Clair v4 was designed with flexible deployment architectures in mind. The operator is free to choose a deployment model which scales to their use cases.
Before jumping directly into the models its important to note that Clair is designed to use a single configuration file across all node types. This design decision makes it very easy to deploy on systems like Kubernetes and OpenShift.
See Config Reference
In a combined deployment, all the Clair processes run in a single OS process. This is by far the easiest deployment model to configure as it involves the least moving parts.
A load balancer is still recommended if you plan on performing TLS termination. Typically this will be a OpenShift route or a Kubernetes ingress.
In the above diagram, Clair is running in combo mode and talking to a single database. To configure this model you will provide all node types the same database and start Clair in combo mode.
... indexer: connstring: "host=clairdb user=pqgotest dbname=pqgotest sslmode=verify-full" matcher: connstring: "host=clairdb user=pqgotest dbname=pqgotest sslmode=verify-full" ... notifier: connstring: "host=clairdb user=pqgotest dbname=pqgotest sslmode=verify-full" ...
In this mode, any configuration informing Clair how to talk to other nodes is ignored, it is not needed as all intra-process communication is done directly.
For added flexibility, it's also supported to split the databases while in combo mode.
In the above diagram, Clair is running in combo mode but database load is split between multiple databases. Since Clair is conceptually a set of micro-services, its processes do not share database tables even when combined into the same OS process.
To configure this model, you would provide each process its own "connstring" in the configuration.
... indexer: connstring: "host=indexer-clairdb user=pqgotest dbname=pqgotest sslmode=verify-full" matcher: connstring: "host=matcher-clairdb user=pqgotest dbname=pqgotest sslmode=verify-full" ... notifier: connstring: "host=notifier-clairdb user=pqgotest dbname=pqgotest sslmode=verify-full" ...
If your application needs to asymmetrically scale or you expect high load you may want to consider a distributed deployment.
In a distributed deployment, each Clair process runs in its own OS process. Typically this will be a Kubernetes or OpenShift Pod.
A load balancer must be setup in this deployment model. The load balancer will route traffic between Clair nodes along with routing API requests via path based routing to the correct services. In a Kubernetes or OpenShift deployment this is usually handled with the Service and Routes abstractions. If deploying on bare metal, a load balancer will need to be configured appropriately.
In the above diagram, a load balancer is configured to route traffic coming from the client to the correct service. This routing is path based routing and requires a layer 7 load balancer. Traefik, Nginx, and HAProxy are all capable of this. As mentioned above, this functionality is native to OpenShift and Kubernetes.
In this configuration, you'd supply each process with database connection strings and addresses for their dependent services.

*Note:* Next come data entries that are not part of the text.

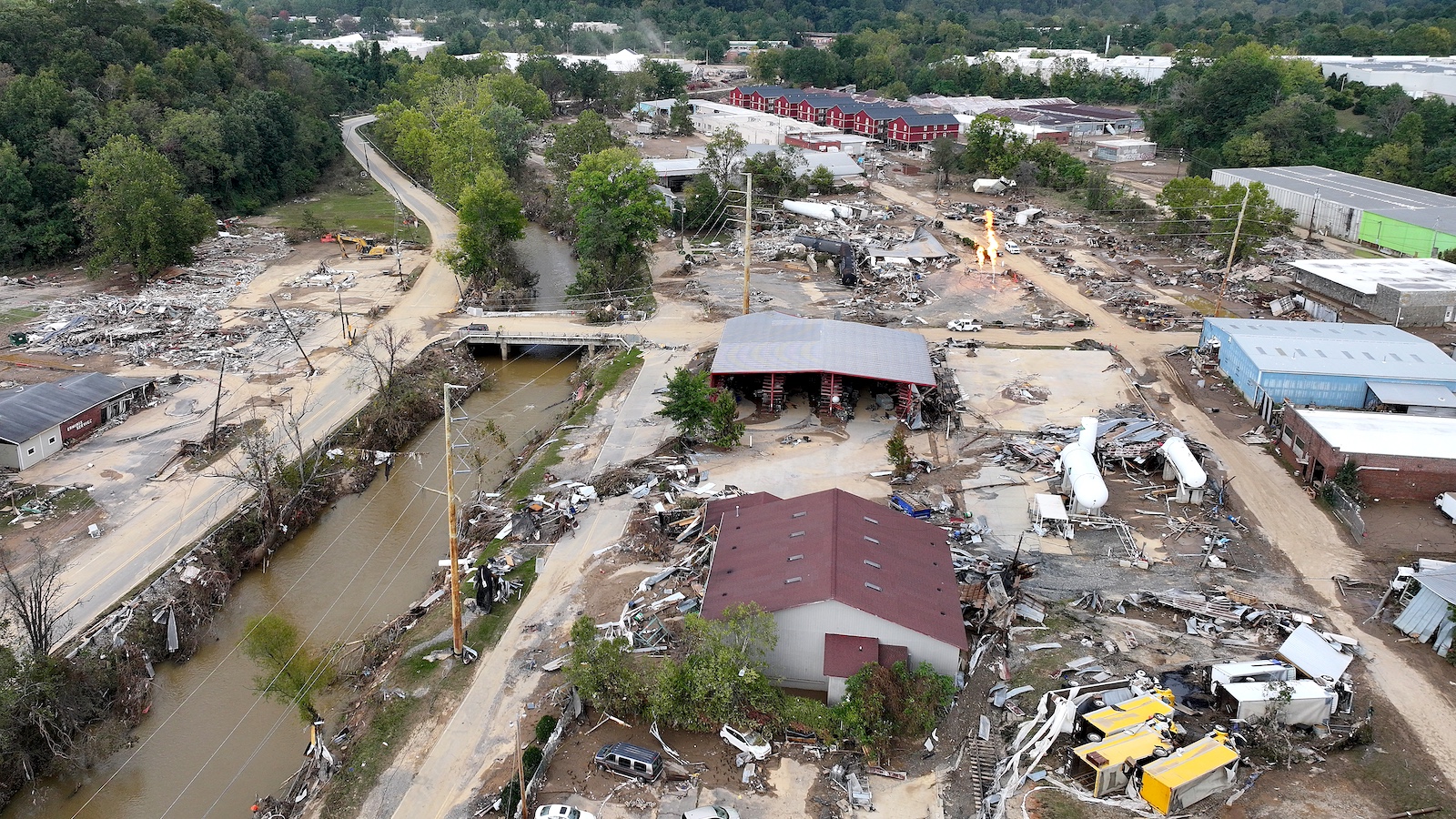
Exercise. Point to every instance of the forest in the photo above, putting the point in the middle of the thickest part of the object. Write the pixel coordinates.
(239, 123)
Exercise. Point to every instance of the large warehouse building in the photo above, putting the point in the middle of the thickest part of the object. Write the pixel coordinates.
(1395, 457)
(848, 581)
(1321, 363)
(1419, 292)
(771, 354)
(1380, 215)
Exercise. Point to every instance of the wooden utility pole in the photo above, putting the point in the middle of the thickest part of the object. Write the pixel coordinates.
(1228, 268)
(458, 627)
(747, 239)
(293, 336)
(217, 405)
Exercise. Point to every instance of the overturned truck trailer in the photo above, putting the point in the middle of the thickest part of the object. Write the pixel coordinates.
(836, 248)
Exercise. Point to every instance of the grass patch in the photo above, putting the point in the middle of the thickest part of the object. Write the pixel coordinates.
(1056, 804)
(349, 203)
(1347, 120)
(606, 378)
(18, 315)
(370, 755)
(1036, 669)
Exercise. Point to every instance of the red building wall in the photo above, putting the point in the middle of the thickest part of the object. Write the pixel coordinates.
(1382, 475)
(84, 424)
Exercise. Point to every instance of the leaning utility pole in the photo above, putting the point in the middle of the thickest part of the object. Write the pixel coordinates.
(293, 336)
(456, 624)
(1234, 247)
(747, 239)
(217, 405)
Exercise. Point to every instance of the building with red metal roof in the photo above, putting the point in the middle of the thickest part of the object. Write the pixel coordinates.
(848, 581)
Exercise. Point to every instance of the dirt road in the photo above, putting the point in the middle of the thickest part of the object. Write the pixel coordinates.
(1289, 519)
(146, 533)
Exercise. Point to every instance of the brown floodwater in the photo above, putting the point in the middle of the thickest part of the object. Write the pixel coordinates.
(210, 743)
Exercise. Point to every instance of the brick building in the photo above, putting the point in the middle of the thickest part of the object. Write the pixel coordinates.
(1397, 457)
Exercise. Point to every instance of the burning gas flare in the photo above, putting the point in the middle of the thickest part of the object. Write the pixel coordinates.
(987, 251)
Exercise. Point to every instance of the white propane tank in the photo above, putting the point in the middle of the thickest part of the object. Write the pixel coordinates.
(817, 210)
(1084, 479)
(1190, 472)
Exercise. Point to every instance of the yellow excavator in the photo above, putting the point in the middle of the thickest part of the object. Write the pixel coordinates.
(361, 247)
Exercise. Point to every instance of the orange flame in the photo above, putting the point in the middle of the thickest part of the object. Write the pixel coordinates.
(992, 244)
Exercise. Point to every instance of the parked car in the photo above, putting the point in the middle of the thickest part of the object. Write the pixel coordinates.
(561, 812)
(631, 761)
(753, 743)
(711, 812)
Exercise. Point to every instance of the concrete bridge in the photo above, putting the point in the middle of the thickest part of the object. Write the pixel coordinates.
(480, 334)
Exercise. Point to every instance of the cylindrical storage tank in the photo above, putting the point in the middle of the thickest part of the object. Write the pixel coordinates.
(1084, 479)
(1190, 472)
(817, 210)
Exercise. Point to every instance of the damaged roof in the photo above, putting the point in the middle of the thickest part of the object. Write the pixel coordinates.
(778, 343)
(28, 411)
(834, 545)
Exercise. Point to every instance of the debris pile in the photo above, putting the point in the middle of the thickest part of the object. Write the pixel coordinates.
(177, 319)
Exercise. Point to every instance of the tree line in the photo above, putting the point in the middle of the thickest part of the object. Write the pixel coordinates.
(466, 128)
(95, 92)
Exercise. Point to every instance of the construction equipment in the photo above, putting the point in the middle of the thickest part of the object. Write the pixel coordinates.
(361, 247)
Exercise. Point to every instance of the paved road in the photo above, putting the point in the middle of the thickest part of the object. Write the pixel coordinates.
(1288, 518)
(147, 535)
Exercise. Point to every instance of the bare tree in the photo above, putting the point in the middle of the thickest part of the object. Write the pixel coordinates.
(33, 598)
(286, 470)
(385, 354)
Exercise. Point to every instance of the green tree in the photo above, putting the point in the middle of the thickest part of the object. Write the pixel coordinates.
(572, 142)
(945, 157)
(724, 157)
(681, 120)
(604, 673)
(883, 705)
(899, 450)
(135, 208)
(703, 208)
(290, 672)
(618, 215)
(688, 402)
(1390, 162)
(723, 676)
(490, 220)
(822, 179)
(669, 80)
(510, 133)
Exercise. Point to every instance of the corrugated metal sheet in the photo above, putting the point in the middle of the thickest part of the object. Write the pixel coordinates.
(778, 343)
(1310, 653)
(1424, 615)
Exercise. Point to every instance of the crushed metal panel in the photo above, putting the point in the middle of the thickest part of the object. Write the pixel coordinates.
(1424, 615)
(1312, 654)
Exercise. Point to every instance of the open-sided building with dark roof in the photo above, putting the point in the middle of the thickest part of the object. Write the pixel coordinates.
(772, 353)
(38, 420)
(848, 581)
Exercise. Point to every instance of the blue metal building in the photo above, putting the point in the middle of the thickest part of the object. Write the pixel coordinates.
(1321, 363)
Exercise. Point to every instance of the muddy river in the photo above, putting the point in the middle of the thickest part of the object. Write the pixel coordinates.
(210, 743)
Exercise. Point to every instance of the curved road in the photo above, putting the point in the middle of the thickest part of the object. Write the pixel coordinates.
(143, 540)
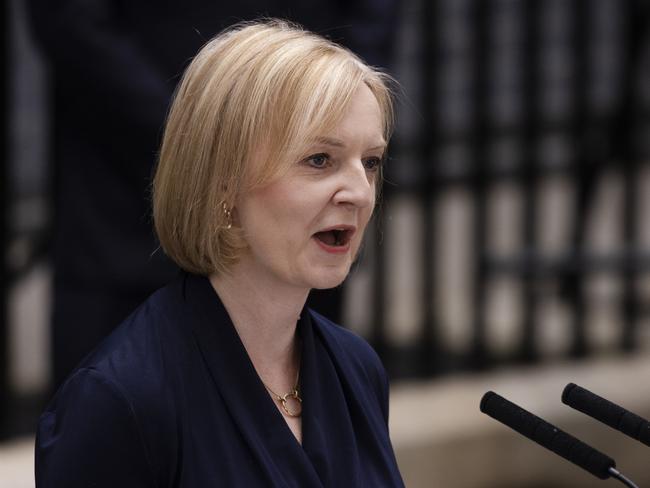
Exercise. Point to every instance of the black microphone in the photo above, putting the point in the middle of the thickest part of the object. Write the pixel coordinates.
(607, 412)
(547, 435)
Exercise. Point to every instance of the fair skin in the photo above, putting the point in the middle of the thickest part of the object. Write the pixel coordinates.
(292, 249)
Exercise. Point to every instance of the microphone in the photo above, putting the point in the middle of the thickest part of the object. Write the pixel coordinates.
(550, 437)
(607, 412)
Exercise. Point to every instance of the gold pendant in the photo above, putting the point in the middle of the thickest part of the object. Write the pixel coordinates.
(294, 397)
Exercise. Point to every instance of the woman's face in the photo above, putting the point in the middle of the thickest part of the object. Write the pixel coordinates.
(305, 228)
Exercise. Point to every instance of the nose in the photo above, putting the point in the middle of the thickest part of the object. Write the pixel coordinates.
(356, 187)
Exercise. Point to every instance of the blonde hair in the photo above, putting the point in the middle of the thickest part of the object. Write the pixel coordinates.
(265, 87)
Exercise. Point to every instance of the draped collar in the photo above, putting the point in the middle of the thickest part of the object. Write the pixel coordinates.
(323, 459)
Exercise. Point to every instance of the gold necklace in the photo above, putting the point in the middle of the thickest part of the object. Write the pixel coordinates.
(294, 395)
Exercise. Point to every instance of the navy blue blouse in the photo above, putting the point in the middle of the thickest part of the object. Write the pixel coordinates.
(171, 399)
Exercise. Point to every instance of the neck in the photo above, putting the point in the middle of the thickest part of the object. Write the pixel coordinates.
(265, 316)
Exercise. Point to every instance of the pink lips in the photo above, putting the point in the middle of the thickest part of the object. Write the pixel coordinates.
(342, 234)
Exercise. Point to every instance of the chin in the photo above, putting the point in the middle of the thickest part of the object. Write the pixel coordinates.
(329, 278)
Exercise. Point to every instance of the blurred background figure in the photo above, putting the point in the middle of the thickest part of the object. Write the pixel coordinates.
(514, 230)
(114, 66)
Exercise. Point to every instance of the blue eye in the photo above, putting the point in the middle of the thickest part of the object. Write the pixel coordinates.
(320, 160)
(372, 164)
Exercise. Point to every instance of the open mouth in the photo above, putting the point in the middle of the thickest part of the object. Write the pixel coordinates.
(335, 237)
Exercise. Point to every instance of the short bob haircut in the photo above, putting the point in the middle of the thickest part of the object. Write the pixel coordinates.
(264, 88)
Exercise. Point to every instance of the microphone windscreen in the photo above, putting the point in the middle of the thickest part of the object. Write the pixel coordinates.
(607, 412)
(547, 435)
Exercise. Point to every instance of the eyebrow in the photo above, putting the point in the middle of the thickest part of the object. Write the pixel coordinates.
(328, 141)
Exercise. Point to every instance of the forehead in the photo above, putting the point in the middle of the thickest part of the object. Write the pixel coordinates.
(361, 122)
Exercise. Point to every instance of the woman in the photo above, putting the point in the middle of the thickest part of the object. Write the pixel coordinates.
(268, 175)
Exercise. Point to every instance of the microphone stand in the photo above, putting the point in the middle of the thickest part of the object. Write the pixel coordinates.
(619, 476)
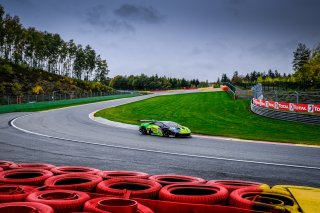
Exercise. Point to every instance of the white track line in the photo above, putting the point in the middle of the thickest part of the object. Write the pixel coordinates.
(158, 151)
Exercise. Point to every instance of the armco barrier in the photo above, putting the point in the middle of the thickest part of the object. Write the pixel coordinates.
(308, 118)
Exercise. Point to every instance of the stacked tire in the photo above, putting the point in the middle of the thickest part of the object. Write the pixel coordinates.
(45, 188)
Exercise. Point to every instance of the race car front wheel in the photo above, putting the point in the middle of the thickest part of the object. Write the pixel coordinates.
(143, 130)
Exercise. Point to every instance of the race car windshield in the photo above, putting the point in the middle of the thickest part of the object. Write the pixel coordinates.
(171, 124)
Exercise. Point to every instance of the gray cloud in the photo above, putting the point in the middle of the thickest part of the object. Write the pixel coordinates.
(138, 13)
(99, 16)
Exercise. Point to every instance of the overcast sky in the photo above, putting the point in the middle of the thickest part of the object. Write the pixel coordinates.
(180, 38)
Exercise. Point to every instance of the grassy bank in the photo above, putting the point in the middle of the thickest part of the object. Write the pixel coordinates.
(39, 106)
(214, 114)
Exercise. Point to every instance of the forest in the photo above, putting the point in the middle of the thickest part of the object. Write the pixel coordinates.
(24, 49)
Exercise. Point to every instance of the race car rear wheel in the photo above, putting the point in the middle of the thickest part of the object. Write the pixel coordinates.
(143, 130)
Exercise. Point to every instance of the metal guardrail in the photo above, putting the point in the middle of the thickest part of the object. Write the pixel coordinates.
(54, 96)
(288, 116)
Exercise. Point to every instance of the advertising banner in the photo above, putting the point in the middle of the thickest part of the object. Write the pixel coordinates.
(316, 108)
(285, 106)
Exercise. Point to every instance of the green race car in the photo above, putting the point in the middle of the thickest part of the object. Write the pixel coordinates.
(163, 128)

Each OS process will need to have its "mode" CLI flag or environment variable set to the appropriate value. See Config Reference
... indexer: connstring: "host=indexer-clairdb user=pqgotest dbname=pqgotest sslmode=verify-full" matcher: connstring: "host=matcher-clairdb user=pqgotest dbname=pqgotest sslmode=verify-full" indexer_addr: "indexer-service" ... notifier: connstring: "host=notifier-clairdb user=pqgotest dbname=pqgotest sslmode=verify-full" indexer_addr: "indexer-service" matcher_addr: "matcher-service" ...
Keep in mind a config file per process is not need. Processes only use the values necessary for their configured mode.
Currently Clair offloads TLS termination to the load balancing infrastructure. This design choice is due to the ubiquity of Kubernetes and OpenShift infrastructure already providing this facility.
If you are considering a distributed deployment you will need more details on path based routing.
You will notice particular API paths are grouped by the services which implement them. This is your guide to configure your layer 7 load balancer correctly.
When the load balancer encounters a particular path prefix it must send those request to the correct set of Clair nodes.
For example, this is how we configure Traefik in our local development environment:
- "traefik.enable=true" - "traefik.http.routers.notifier.entrypoints=clair" - "traefik.http.routers.notifier.rule=PathPrefix(`/notifier`)" - "traefik.http.routers.notifier.service=notifier" - "traefik.http.services.notifier.loadbalancer.server.port=6000"
This configuration is saying "take any paths prefixes of /notifier/ and send them to the notifier services on port 6000"
Every load balancer will have their own way to perform path routing. Check the documentation for your infrastructure of choice.